Mas tudo decorre agora arejadamente entre paredes brancas - há luzes, há flores... - e uma sala intimista piscando o olho ao turista. A Maria da Mouraria abre à noite, de quarta a sábado, ao som de guitarradas oriundas de ocultos amplificadores. E, uma vez à mesa, as entradas caem sobre a toalha ao ritmo em que a Susana explica os trâmites da liturgia gastronómica-fadista. Deixei que a minha companhia se inteirasse da aula teórica e ataquei logo o bom pão, o bom queijinho (a tacinha de compota de abóbora vinda com ele...), as favas cozidas e o grão-de-bico, a prova de cidra. Quando tal, a fadista e os músicos instalavam-se no seu recanto.

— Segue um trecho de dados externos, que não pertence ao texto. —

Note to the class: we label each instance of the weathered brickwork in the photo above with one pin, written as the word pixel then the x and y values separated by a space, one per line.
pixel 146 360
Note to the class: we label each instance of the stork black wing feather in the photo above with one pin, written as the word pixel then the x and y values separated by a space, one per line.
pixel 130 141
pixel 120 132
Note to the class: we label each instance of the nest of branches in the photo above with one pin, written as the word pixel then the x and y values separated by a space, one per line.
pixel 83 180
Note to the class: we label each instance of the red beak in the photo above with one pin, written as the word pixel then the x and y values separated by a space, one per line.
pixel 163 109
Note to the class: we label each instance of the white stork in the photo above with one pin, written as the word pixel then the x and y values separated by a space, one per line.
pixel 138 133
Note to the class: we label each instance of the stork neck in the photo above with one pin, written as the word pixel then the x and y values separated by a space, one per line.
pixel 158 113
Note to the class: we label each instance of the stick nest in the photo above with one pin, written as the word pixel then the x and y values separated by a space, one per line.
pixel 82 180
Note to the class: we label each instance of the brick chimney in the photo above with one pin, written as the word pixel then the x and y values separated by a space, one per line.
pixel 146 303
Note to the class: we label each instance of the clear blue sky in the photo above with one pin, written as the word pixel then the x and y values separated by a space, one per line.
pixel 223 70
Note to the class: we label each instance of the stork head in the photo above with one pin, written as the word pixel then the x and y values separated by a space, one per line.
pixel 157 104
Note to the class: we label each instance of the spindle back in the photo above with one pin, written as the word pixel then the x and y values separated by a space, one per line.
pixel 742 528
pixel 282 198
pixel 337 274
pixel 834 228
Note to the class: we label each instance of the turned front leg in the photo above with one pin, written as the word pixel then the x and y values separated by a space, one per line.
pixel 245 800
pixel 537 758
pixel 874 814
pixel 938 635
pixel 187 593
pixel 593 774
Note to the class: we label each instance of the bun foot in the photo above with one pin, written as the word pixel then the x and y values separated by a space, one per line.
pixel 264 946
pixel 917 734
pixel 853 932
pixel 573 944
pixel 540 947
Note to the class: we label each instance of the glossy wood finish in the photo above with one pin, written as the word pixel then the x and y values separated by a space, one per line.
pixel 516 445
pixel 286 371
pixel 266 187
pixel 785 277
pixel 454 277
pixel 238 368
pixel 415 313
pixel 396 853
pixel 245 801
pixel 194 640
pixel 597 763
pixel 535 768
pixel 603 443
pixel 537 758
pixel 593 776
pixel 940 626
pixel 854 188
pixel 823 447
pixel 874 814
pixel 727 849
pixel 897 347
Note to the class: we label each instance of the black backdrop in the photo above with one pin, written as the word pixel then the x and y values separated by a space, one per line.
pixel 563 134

Margarida Soeiro é uma expressão belíssima, um sorriso que me atou à sua pessoa e uma voz com créditos firmados. Acompanham-na Ricardo Parreira, na guitarra, e na viola Carlos Viçoso. O espaço é exíguo, a fadista está entre a parede e os tocadores, de mãos amaciando as pontas do xaile; cumprimenta os presentes, olha em redor com os olhos de um olhar só dela, entristecido, misterioso, e põe as costas na dita parede. Ergue a fronte e ensaia melancólica um primeiro fado; já o segundo sai alegre, gingão, a parede soltou as costas da fadista que agora sorri, graças a Deus. Nas mesas há britânicos, malaios, tripeiros faladores, lisboetas... e um famalicense. E há fartos e sinceros aplausos. Fora só o primeito acto fadista ainda. Logo me confronto com o meu bife de atum regado com um branco Casa da Urra, alentejano da Cuba bom cumpridor dos seus deveres.

Conversámos com a Margarida Soeiro. Havia conhecimentos comuns, quase relações de parentesco (não comigo) e - assim mais perto - rendi-me incondicionalmente ao seu sorriso: ali estava literalmente prisioneiro dele.

Mas fui mantendo o duelo com o poderoso tunídeo sempre animado pelo branco cubano mai-las batatinhas cozidas e a couve branca. Galharda e prazenteiramente.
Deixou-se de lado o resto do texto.